Ray was born in Sacramento in 1912 and got her education in painting at the Art Students League and the Hans Hoffman School in New York. During her course of studies, she started the radical American Abstract Artists group along with her fellow students, in 1936. She left New York in 1940 and got settled in Cranbrook but this stay ended up soon when she and Charles married in Chicago and moved to Los Angeles.

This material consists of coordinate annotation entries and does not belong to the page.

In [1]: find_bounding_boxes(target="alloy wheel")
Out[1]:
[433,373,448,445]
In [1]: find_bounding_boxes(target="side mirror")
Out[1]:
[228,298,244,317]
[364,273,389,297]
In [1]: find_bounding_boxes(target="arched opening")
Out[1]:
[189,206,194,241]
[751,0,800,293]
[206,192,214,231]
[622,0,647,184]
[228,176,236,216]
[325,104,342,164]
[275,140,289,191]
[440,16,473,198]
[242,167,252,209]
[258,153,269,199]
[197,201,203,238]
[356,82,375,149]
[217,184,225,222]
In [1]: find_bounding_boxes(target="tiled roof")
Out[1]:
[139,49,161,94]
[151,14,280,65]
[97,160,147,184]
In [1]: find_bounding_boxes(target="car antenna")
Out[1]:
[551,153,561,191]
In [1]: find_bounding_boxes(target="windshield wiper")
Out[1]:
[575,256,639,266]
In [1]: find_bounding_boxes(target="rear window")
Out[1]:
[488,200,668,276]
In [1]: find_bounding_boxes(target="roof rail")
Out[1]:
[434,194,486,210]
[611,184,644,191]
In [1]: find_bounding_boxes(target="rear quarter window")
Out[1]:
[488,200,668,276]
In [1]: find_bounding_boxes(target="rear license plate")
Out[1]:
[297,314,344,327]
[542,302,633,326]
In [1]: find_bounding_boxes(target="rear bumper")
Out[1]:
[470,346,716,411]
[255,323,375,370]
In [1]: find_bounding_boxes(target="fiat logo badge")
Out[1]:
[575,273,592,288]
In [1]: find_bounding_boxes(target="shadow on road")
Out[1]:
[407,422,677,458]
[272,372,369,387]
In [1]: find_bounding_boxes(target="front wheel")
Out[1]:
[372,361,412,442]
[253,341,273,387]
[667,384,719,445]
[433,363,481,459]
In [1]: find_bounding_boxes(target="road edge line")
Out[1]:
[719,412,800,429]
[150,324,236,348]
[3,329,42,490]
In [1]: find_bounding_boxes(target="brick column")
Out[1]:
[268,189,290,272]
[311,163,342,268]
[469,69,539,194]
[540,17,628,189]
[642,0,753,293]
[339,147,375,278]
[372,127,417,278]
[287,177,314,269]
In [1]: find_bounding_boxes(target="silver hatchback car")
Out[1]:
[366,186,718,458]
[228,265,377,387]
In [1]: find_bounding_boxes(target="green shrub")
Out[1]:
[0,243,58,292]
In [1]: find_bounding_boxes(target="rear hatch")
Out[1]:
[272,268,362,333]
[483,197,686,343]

Despite having an independent capability and solid design skills, Ray decided to work in collaboration with her husband for the rest of her life. The architect couple stayed in Los Angeles and worked there until their deaths. They initiated their work by targeting on the mass- manufacturing of low-cost molded plywood furniture and by 1951, they became the first people to commercialize the mass production of very reasonable and practical low-cost furniture in plastic and metal as well as plywood. After this success, by the late 1950s, the Eames shifted their area of focus more on transmission of ideas than products. They created films, multi-media presentations and exhibitions and changed the mindsets of people about the way they shaped the use of different objects, ideas, history and science. They encouraged people to work out various possibilities of given materials and other products on their own.
The pair was not any different from other modernists. Charles and Ray Eames looked at the production of affordable, mass-produced, well-designed furniture and objects for homes as very strong tools that could bring about solid environmental reforms accompanied with a positive social change and betterment. Throughout their exuberant professional life, the Eames covered up almost all the fields of art and design. From decorators and designers to entertainers, educators and artists, they did not leave a single role unattended. Their uninterrupted struggles and extensive work philosophy, opened up new dimensions for the American style and polished it pretty well. Their efforts were summed up by Ray as, “What works is better than what looks good. The ‘looks good’ can change, but what works, works.”
Their home and office in Log Angeles showcased some most iconic mid-century modern designs. These buildings are still holding all the couple’s efforts, design philosophies and struggles firmly enough and even today people find them fascinating.
After Charles died of a heart attack on August 21, 1978, their firm dissolved. Ray got involved with the completion of their pending projects and died exactly ten years to the day Charles died.